Greek backdoor in Boston
While the other plays on this list were all about individual skill and mechanical prowess, our top play of the season belongs to one that revolved more around snap decision-making than just sheer technique. This play highlights intelligence and decisiveness in hectic situations, where the smallest mistake can mean the difference between victory and defeat.
We’re talking about Ad Finem’s decision to backdoor the ancient in the grand finals of the Boston Major.
Verros “Maybe Next Time” Apostolos decided to forsake his own handle by going straight for the jugular in this play. Despite staring down the barrel of tournament elimination, he sneaked behind OG’s bottom creepwave with his Blink Dagger, thereafter running up to the ancient under the cover of Shadow Blade.

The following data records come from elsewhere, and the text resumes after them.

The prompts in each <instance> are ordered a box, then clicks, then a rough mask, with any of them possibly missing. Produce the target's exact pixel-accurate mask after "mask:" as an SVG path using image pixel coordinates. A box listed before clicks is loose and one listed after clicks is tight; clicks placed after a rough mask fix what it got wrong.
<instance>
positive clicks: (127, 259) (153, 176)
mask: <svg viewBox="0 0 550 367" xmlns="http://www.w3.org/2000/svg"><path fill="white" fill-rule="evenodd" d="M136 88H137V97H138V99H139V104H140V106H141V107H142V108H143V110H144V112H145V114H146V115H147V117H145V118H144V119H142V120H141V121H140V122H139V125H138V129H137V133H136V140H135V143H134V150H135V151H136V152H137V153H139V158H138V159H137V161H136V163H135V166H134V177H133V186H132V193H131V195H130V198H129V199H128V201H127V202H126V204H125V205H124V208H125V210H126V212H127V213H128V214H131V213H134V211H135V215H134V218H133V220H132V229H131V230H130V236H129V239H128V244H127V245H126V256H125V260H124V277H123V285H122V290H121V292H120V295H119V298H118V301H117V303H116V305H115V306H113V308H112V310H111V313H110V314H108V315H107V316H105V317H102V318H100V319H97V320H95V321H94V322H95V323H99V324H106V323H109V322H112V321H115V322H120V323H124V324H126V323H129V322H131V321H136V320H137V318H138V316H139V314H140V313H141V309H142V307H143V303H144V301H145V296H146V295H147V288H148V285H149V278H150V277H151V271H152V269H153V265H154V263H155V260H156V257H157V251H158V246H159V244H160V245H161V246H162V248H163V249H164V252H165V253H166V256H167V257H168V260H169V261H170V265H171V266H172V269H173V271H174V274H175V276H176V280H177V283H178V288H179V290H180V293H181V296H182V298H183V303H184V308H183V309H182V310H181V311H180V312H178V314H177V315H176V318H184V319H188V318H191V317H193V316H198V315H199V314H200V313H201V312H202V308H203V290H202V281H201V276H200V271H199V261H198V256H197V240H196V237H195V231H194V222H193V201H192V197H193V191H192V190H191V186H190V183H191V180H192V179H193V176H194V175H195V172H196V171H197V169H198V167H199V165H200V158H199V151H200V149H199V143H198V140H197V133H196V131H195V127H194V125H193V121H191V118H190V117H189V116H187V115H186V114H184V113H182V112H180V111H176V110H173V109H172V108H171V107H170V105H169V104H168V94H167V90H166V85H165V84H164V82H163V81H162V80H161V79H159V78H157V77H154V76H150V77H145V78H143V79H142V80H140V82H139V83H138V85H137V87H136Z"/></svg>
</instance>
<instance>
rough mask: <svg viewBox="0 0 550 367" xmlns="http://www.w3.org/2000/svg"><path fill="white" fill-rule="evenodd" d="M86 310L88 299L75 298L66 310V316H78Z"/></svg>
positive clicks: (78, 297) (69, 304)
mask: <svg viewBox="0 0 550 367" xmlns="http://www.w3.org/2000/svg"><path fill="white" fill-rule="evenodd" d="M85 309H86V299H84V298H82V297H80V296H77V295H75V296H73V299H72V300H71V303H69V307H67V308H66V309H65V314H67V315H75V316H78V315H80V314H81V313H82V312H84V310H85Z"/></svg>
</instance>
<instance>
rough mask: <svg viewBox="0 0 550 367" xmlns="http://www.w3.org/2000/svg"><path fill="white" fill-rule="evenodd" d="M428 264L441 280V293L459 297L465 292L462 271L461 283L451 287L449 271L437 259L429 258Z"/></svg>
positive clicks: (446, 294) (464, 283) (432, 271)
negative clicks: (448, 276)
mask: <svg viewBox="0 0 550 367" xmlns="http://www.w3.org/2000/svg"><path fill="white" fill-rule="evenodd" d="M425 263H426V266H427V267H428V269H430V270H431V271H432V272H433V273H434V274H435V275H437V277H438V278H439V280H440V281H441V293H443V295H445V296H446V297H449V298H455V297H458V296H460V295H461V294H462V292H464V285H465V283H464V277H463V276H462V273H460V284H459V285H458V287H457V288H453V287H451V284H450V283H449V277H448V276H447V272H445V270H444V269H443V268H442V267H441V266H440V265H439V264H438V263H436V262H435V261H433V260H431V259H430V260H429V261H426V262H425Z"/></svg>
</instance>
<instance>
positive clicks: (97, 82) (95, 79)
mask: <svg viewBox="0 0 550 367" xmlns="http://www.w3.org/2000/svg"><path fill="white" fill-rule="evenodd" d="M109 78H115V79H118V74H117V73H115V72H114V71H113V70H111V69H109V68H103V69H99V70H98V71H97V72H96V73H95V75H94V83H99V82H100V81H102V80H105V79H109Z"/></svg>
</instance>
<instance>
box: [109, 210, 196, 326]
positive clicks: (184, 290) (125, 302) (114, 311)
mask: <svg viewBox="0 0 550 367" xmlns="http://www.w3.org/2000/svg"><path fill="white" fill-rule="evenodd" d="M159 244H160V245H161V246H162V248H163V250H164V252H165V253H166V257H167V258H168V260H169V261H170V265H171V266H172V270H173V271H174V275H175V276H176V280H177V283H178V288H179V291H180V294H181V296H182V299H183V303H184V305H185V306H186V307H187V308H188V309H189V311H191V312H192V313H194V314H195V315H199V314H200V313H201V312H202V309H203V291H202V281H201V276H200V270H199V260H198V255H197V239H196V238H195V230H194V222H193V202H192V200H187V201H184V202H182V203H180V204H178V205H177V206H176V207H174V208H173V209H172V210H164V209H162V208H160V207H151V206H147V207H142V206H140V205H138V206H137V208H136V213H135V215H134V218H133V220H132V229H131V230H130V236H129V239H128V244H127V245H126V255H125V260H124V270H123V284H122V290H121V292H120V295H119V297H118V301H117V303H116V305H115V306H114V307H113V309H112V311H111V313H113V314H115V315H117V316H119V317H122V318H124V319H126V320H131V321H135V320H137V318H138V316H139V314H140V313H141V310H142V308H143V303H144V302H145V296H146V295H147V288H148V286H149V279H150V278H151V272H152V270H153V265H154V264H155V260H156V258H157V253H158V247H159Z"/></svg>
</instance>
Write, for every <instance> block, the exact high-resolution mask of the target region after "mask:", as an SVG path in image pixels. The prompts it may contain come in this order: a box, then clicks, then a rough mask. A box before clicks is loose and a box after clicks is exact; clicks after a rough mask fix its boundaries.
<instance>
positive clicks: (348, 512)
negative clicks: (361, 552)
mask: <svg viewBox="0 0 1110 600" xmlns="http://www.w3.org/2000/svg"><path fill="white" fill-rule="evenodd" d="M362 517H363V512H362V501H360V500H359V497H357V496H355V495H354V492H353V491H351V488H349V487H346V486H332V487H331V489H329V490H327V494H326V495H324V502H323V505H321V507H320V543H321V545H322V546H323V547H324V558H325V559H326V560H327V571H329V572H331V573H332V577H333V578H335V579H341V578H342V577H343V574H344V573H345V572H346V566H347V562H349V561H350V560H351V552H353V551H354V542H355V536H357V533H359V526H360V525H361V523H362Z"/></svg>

This allowed his teammate Omar “Madara” Dabachach to teleport in with his level two Boots of Travel, giving them more than enough firepower to close out the game for good. The play was so unbelievable that it made caster Owen “ODPixel” Davies discover a whole new octave to his voice. Whatever he said during the final seconds of the game was completely unintelligible, in fact.
The crowd erupted in cheers of disbelief and elation, and the moment was instantly etched into Dota 2 history. Ad Finem (now known as mousesports) went on to lose the series, but they won the hearts of everyone in attendance.